A New Albeit Limited Take on Roguelikes

By Alex Orona

Tokoyo is a new anime roguelike game from publisher Playsim, that brings some cutesy chibi art to a simplified take on the genre. There’s unique variations to randomized dungeon generation as well as combat, but in the end takes more away than adds to what could be a competent platformer. 

Tokoyo: The Tower of Perpetuity wears a lot of hats. It is a 2D puzzle platformer that has you ascending an endless tower, avoiding traps, enemies, and solving puzzles to progress. It is also a roguelike, as the tower is procedurally generated and once you die, your run starts again from the beginning, losing all upgrades you had gathered along the way.

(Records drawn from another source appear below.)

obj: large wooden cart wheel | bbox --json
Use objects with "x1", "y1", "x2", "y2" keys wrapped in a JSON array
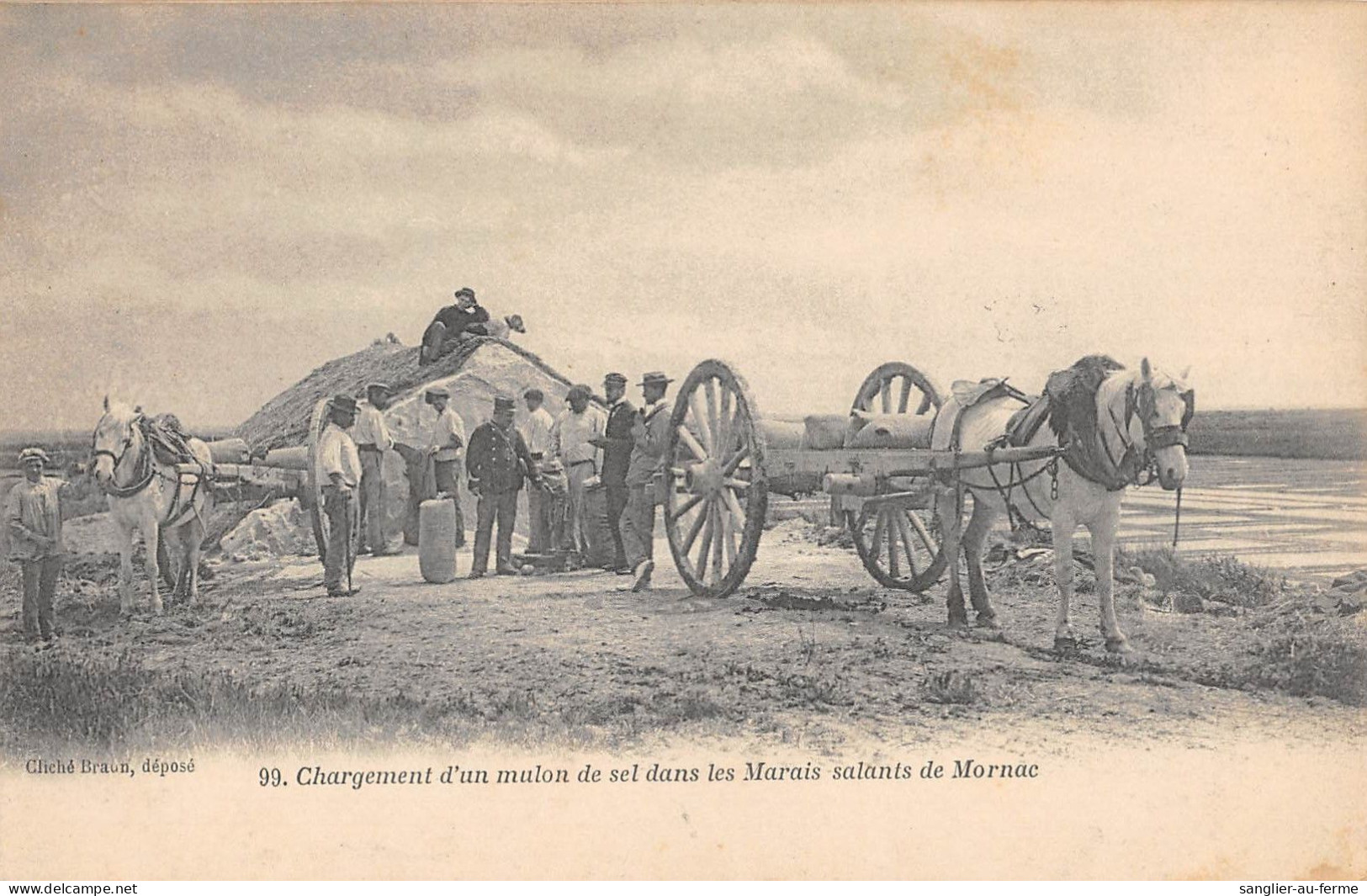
[
  {"x1": 845, "y1": 361, "x2": 945, "y2": 591},
  {"x1": 309, "y1": 398, "x2": 361, "y2": 572},
  {"x1": 850, "y1": 361, "x2": 942, "y2": 416},
  {"x1": 665, "y1": 360, "x2": 768, "y2": 598}
]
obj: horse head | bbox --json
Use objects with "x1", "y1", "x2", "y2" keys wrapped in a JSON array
[
  {"x1": 90, "y1": 395, "x2": 142, "y2": 487},
  {"x1": 1136, "y1": 358, "x2": 1196, "y2": 491}
]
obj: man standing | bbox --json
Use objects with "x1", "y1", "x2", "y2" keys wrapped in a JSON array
[
  {"x1": 621, "y1": 371, "x2": 674, "y2": 591},
  {"x1": 354, "y1": 383, "x2": 395, "y2": 557},
  {"x1": 465, "y1": 395, "x2": 542, "y2": 579},
  {"x1": 522, "y1": 389, "x2": 556, "y2": 554},
  {"x1": 595, "y1": 374, "x2": 636, "y2": 575},
  {"x1": 319, "y1": 395, "x2": 361, "y2": 598},
  {"x1": 424, "y1": 386, "x2": 465, "y2": 550},
  {"x1": 4, "y1": 448, "x2": 64, "y2": 643},
  {"x1": 551, "y1": 386, "x2": 607, "y2": 554},
  {"x1": 418, "y1": 286, "x2": 500, "y2": 364}
]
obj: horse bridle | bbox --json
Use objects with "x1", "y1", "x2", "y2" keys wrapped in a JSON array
[
  {"x1": 1098, "y1": 382, "x2": 1196, "y2": 485},
  {"x1": 90, "y1": 413, "x2": 157, "y2": 498}
]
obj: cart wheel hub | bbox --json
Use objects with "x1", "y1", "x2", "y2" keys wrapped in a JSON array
[{"x1": 685, "y1": 459, "x2": 723, "y2": 496}]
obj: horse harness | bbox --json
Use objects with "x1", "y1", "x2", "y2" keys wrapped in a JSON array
[
  {"x1": 945, "y1": 380, "x2": 1196, "y2": 544},
  {"x1": 90, "y1": 415, "x2": 212, "y2": 528}
]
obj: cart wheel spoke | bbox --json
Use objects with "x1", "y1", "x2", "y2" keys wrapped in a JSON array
[{"x1": 670, "y1": 496, "x2": 702, "y2": 520}]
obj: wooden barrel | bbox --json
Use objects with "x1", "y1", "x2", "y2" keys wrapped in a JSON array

The tower itself, while procedurally generated, resets every 24 hours, so if you map out a good route and have a good memory, there’s a time limit for you. 

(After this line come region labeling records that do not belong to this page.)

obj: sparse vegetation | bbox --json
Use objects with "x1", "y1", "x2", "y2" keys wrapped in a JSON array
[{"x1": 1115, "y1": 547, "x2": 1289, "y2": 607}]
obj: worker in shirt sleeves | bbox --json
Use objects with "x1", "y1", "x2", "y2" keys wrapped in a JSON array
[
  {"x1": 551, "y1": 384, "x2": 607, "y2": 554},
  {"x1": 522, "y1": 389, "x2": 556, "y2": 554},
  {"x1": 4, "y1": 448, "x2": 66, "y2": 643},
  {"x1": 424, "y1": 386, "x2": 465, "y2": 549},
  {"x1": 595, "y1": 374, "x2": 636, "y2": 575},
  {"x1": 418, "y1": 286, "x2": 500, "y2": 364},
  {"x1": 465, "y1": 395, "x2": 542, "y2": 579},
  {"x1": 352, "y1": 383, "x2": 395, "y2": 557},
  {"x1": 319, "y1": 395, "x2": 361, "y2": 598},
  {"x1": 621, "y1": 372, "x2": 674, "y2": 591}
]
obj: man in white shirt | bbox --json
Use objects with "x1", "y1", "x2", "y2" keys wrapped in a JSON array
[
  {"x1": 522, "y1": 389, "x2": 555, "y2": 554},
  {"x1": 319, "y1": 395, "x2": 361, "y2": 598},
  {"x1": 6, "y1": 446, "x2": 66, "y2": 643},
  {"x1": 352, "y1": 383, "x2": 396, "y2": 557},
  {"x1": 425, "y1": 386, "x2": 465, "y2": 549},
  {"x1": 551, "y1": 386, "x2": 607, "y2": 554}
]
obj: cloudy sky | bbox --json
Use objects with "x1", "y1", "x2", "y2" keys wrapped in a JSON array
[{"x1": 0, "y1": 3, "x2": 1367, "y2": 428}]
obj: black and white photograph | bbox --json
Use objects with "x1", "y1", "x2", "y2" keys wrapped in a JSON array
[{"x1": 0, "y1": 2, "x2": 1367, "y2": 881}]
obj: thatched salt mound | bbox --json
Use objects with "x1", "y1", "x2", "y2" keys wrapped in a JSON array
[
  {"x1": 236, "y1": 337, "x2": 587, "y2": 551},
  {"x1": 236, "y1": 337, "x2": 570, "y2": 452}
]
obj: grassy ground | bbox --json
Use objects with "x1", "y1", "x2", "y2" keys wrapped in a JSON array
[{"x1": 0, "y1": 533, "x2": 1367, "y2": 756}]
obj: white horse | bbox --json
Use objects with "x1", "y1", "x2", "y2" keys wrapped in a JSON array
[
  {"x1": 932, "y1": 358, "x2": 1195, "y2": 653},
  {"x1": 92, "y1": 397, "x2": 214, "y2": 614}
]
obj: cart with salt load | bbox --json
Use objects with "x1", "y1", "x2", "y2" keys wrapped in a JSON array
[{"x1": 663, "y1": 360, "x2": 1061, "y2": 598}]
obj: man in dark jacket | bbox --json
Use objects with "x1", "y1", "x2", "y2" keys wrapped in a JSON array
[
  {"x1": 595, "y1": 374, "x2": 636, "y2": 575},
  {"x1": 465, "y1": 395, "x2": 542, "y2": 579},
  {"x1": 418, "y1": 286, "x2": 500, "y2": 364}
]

It also has combat elements, specifically a single spell that when activated will perform AOE attacks on the screen for up to 10 seconds. After the spell is done, there is a long cooldown period of roughly 45 seconds before the ability can be used again. This leaves a lot of downtime where you have no actions to perform other than jumping and dodging enemies. There are tons of upgrades to unlock but most offer passive boosts like max HP increases or aoe attacks when hit by enemies. Considering the key word is PASSIVE, the gameplay feels like having one hand tied behind your back. 

Other than those things, there isn’t much to Tokoyo. There are other characters to use which vary their one ability, and there are unlockable journal entries giving context to your characters, but otherwise the gameplay mechanics remain the same throughout. There’s a lot of challenges within the depths of this tower but outside of the 24 hour reset, it plays very similarly every time you get into a run so the value is in perfecting your routine per reset. 

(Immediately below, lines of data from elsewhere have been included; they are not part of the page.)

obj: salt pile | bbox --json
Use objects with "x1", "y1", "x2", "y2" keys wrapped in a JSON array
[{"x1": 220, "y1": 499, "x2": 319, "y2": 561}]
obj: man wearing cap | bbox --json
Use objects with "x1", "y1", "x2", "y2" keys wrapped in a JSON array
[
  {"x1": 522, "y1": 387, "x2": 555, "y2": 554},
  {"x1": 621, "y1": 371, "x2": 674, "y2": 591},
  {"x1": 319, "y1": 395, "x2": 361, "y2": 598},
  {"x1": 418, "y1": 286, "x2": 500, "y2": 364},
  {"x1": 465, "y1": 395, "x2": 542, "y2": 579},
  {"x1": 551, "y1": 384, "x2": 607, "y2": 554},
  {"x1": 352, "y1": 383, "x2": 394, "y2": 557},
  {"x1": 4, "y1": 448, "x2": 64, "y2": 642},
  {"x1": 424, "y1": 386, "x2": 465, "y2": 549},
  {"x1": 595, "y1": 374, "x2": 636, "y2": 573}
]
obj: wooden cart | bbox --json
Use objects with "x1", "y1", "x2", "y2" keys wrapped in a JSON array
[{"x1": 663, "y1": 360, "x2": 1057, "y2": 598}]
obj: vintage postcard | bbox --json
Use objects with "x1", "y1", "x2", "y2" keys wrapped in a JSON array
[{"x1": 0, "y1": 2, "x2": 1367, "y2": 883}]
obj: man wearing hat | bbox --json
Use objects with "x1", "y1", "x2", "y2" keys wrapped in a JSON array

Taking multiple genres and combining them only works if the sum is greater than the parts and in this case they feel lesser than. The 24 hour reset gives an opportunity for mastering your skills, but it also hinders the excitement of not knowing what’s around the corner. Also only having a single skill on a lengthy cool down feels limiting just for the sake of simplifying. The overall design and mechanics feel solid but there needs to be more to rope me into more than a few minutes of this game at a time. I will continue to check in on Tokoyo for a run here or there, but generally speaking I have no plans of continuing on this for the long term.